Ehrlich gesagt durchblick ich deine Herangehensweise noch nicht so richtig.
Du hast ein Edittext und einen Button ("Enter").

Der Nutzer soll folgendes machen:
Zahl eingeben -> Enter  -> Zahl auf Stack pushen
Zahl eingeben -> Enter  -> Zahl auf Stack pushen
'+' eingeben -> Enter    -> Ergebnis ausrechnen.

Hab ich das soweit richtig verstanden?


----------



## Java xyrse123 (14. Apr 2018)

Ja, später kommen natürlich noch andere Rechenzeichen hinzu


----------



## Robat (14. Apr 2018)

Und gibst auch wirklich nur das oben ein? 2 Zahlen und ein +? Und drückst dansch nicht mehr auf ENTER?


----------



## Java xyrse123 (14. Apr 2018)

Vielleicht war es etwas verwirrend: 1. CodeBeispiel in # 16 ich gebe 4.3.+ ein und dann ENTER, es wird an den Punkte gesplittet  und als Ergebnis kommt 7.0 in TextFeld.

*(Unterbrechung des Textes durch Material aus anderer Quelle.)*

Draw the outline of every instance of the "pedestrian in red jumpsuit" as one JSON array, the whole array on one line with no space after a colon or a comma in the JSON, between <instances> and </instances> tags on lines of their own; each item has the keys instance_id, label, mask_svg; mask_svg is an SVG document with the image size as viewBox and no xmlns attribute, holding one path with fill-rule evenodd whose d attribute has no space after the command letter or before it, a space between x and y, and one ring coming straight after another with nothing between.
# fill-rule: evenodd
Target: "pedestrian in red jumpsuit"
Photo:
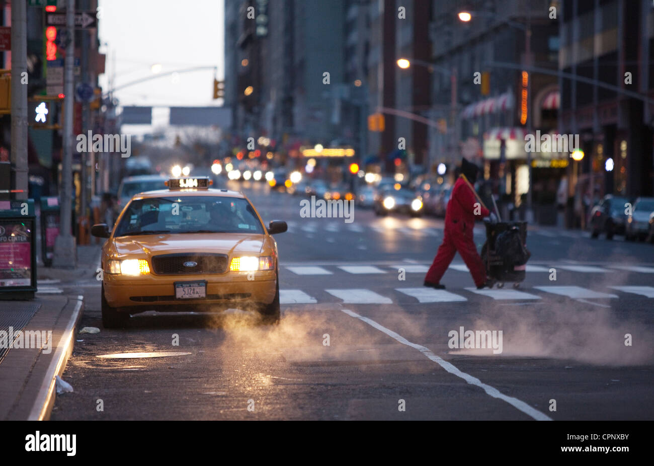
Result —
<instances>
[{"instance_id":1,"label":"pedestrian in red jumpsuit","mask_svg":"<svg viewBox=\"0 0 654 466\"><path fill-rule=\"evenodd\" d=\"M424 278L426 287L445 289L445 285L440 284L441 278L457 252L463 258L478 289L492 286L492 281L486 278L486 268L477 252L472 236L475 219L490 215L488 209L477 200L470 186L477 179L479 168L464 158L461 162L461 171L462 175L455 183L447 203L443 243L438 247L434 263ZM466 183L466 178L470 185ZM475 203L479 204L475 206Z\"/></svg>"}]
</instances>

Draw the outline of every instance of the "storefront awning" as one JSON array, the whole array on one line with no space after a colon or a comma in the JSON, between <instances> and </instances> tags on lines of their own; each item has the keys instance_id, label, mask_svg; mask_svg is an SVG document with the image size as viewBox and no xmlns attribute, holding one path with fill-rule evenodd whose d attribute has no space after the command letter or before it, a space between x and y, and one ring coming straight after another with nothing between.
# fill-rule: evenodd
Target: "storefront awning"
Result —
<instances>
[{"instance_id":1,"label":"storefront awning","mask_svg":"<svg viewBox=\"0 0 654 466\"><path fill-rule=\"evenodd\" d=\"M561 94L558 90L549 92L543 99L542 108L544 110L558 110L561 103Z\"/></svg>"},{"instance_id":2,"label":"storefront awning","mask_svg":"<svg viewBox=\"0 0 654 466\"><path fill-rule=\"evenodd\" d=\"M510 92L505 92L497 97L484 99L467 105L461 112L461 117L468 119L490 113L500 113L513 107L513 95Z\"/></svg>"}]
</instances>

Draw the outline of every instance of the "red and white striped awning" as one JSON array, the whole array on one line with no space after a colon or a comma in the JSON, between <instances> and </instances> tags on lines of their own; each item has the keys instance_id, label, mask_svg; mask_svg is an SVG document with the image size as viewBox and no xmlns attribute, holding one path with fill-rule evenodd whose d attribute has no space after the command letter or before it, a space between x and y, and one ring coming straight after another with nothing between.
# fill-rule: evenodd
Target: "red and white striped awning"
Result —
<instances>
[{"instance_id":1,"label":"red and white striped awning","mask_svg":"<svg viewBox=\"0 0 654 466\"><path fill-rule=\"evenodd\" d=\"M543 99L542 107L545 110L558 110L561 103L561 94L558 90L549 92Z\"/></svg>"},{"instance_id":2,"label":"red and white striped awning","mask_svg":"<svg viewBox=\"0 0 654 466\"><path fill-rule=\"evenodd\" d=\"M461 112L461 116L464 118L470 118L490 113L506 111L513 107L513 97L510 92L506 92L498 97L485 99L467 105Z\"/></svg>"},{"instance_id":3,"label":"red and white striped awning","mask_svg":"<svg viewBox=\"0 0 654 466\"><path fill-rule=\"evenodd\" d=\"M525 136L528 134L528 131L520 126L513 128L494 128L487 133L484 134L484 139L524 141Z\"/></svg>"}]
</instances>

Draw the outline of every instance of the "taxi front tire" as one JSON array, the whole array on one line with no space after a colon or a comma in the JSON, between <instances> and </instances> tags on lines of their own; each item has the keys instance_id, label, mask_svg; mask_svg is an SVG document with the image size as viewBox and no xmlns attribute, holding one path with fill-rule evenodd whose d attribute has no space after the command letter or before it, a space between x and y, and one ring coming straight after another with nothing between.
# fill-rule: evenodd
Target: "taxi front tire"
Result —
<instances>
[{"instance_id":1,"label":"taxi front tire","mask_svg":"<svg viewBox=\"0 0 654 466\"><path fill-rule=\"evenodd\" d=\"M260 304L258 309L262 321L264 324L279 323L279 276L277 276L275 297L269 304Z\"/></svg>"},{"instance_id":2,"label":"taxi front tire","mask_svg":"<svg viewBox=\"0 0 654 466\"><path fill-rule=\"evenodd\" d=\"M105 298L105 285L102 285L101 310L102 312L102 325L105 329L118 329L127 324L129 314L118 312L116 308L112 308Z\"/></svg>"}]
</instances>

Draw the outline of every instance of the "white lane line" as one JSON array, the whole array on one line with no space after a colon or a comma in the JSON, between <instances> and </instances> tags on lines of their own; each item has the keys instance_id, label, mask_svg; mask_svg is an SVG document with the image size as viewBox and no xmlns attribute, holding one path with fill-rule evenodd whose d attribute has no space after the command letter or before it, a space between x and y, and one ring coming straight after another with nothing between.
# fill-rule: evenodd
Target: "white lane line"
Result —
<instances>
[{"instance_id":1,"label":"white lane line","mask_svg":"<svg viewBox=\"0 0 654 466\"><path fill-rule=\"evenodd\" d=\"M428 266L419 265L418 264L415 265L411 264L402 264L402 265L389 266L389 268L395 269L396 270L404 268L404 272L407 274L424 274L429 270L429 267Z\"/></svg>"},{"instance_id":2,"label":"white lane line","mask_svg":"<svg viewBox=\"0 0 654 466\"><path fill-rule=\"evenodd\" d=\"M593 291L587 288L576 286L547 286L534 287L536 289L553 295L566 296L573 299L589 299L591 298L617 298L617 295L609 295L599 291Z\"/></svg>"},{"instance_id":3,"label":"white lane line","mask_svg":"<svg viewBox=\"0 0 654 466\"><path fill-rule=\"evenodd\" d=\"M647 298L654 298L654 287L609 287L618 291L640 295Z\"/></svg>"},{"instance_id":4,"label":"white lane line","mask_svg":"<svg viewBox=\"0 0 654 466\"><path fill-rule=\"evenodd\" d=\"M348 274L385 274L384 270L372 265L341 265L338 268Z\"/></svg>"},{"instance_id":5,"label":"white lane line","mask_svg":"<svg viewBox=\"0 0 654 466\"><path fill-rule=\"evenodd\" d=\"M365 322L366 323L368 324L371 327L377 329L379 331L383 332L388 336L399 342L400 343L402 343L403 345L406 345L407 346L409 346L412 348L417 350L421 353L424 354L427 358L428 358L431 361L433 361L434 363L439 365L441 367L442 367L443 369L447 370L450 374L452 374L453 375L462 378L464 380L465 380L470 385L473 385L477 387L479 387L479 388L481 388L484 391L486 392L487 395L489 395L490 397L492 397L493 398L497 398L503 401L506 401L506 403L509 403L509 404L511 404L516 409L519 410L519 411L521 411L527 416L533 418L536 420L537 421L553 420L552 418L548 416L547 414L545 414L544 413L541 412L538 410L531 407L522 400L519 400L517 398L515 398L513 397L507 396L504 393L502 393L502 392L500 392L494 387L491 387L490 385L487 385L487 384L484 384L483 382L479 380L476 377L473 377L469 374L466 374L466 372L462 372L458 368L456 368L454 365L448 363L442 358L439 357L438 356L435 355L434 353L432 352L432 351L429 348L422 346L422 345L417 344L415 343L411 343L402 335L400 335L394 332L393 331L389 330L388 329L387 329L385 327L383 327L383 325L378 324L377 322L372 320L371 319L369 319L368 317L364 317L362 315L359 315L356 312L353 312L349 309L341 309L341 310L345 312L350 317L354 317L355 319L358 319Z\"/></svg>"},{"instance_id":6,"label":"white lane line","mask_svg":"<svg viewBox=\"0 0 654 466\"><path fill-rule=\"evenodd\" d=\"M496 300L520 300L520 299L540 299L540 296L519 291L517 290L498 290L498 289L483 289L478 290L476 288L466 288L466 290L472 291L477 295L487 296Z\"/></svg>"},{"instance_id":7,"label":"white lane line","mask_svg":"<svg viewBox=\"0 0 654 466\"><path fill-rule=\"evenodd\" d=\"M73 352L73 347L75 345L73 342L73 338L75 336L73 331L75 329L75 323L77 322L77 317L83 304L84 296L78 296L75 308L71 314L71 319L68 321L66 328L57 343L57 349L55 351L54 356L48 365L48 370L43 378L43 383L41 384L41 389L37 394L36 401L27 416L28 421L43 421L47 414L48 401L54 395L55 389L54 377L63 372L64 361L68 359L65 355L69 355ZM52 344L51 342L51 346Z\"/></svg>"},{"instance_id":8,"label":"white lane line","mask_svg":"<svg viewBox=\"0 0 654 466\"><path fill-rule=\"evenodd\" d=\"M396 288L398 291L413 296L419 302L455 302L467 301L462 296L445 290L429 288Z\"/></svg>"},{"instance_id":9,"label":"white lane line","mask_svg":"<svg viewBox=\"0 0 654 466\"><path fill-rule=\"evenodd\" d=\"M318 301L301 290L279 290L280 304L315 304Z\"/></svg>"},{"instance_id":10,"label":"white lane line","mask_svg":"<svg viewBox=\"0 0 654 466\"><path fill-rule=\"evenodd\" d=\"M638 265L611 265L609 266L611 268L617 268L621 270L627 270L627 272L638 272L641 274L654 274L654 268L653 267L643 267Z\"/></svg>"},{"instance_id":11,"label":"white lane line","mask_svg":"<svg viewBox=\"0 0 654 466\"><path fill-rule=\"evenodd\" d=\"M325 291L351 304L391 304L393 302L390 298L365 289L330 289Z\"/></svg>"},{"instance_id":12,"label":"white lane line","mask_svg":"<svg viewBox=\"0 0 654 466\"><path fill-rule=\"evenodd\" d=\"M332 272L327 269L317 266L286 267L286 268L296 275L332 275Z\"/></svg>"},{"instance_id":13,"label":"white lane line","mask_svg":"<svg viewBox=\"0 0 654 466\"><path fill-rule=\"evenodd\" d=\"M606 273L611 272L606 268L595 267L592 265L559 265L555 266L557 268L562 268L564 270L579 272L584 274Z\"/></svg>"}]
</instances>

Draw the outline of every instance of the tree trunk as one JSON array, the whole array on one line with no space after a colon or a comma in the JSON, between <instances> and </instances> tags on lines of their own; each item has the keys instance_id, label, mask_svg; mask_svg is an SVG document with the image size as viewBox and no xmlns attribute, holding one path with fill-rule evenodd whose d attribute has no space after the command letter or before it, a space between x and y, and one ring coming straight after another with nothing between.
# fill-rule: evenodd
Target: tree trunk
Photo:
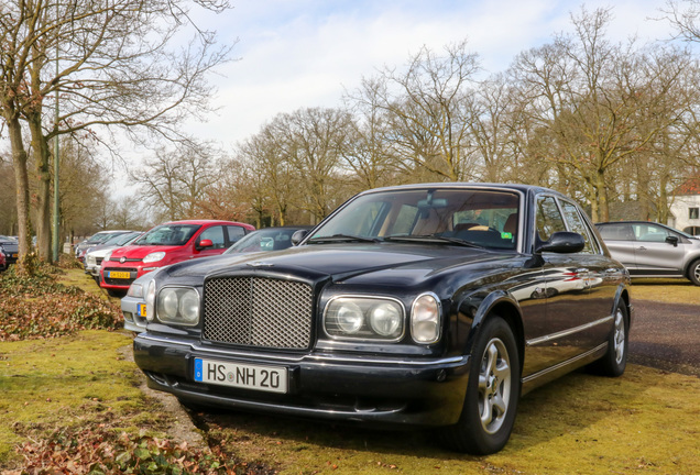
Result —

2. CodeBeispiel: ich gebe 2 ein -> ENTER, 3->ENTER und + -> ENTER( so wollte ich es haben) , bekoome dann aber eine Empty StackException und die App stürzt ab.


----------



## Robat (15. Apr 2018)

Also anhand deines gezeigten Codes kann ich mir den Fehler nicht erklären.
Ich könnte mir noch vorstellen, dass du die Logik-Instanz falsch erstellst und daher immer ein neuer Stack erstellt wird..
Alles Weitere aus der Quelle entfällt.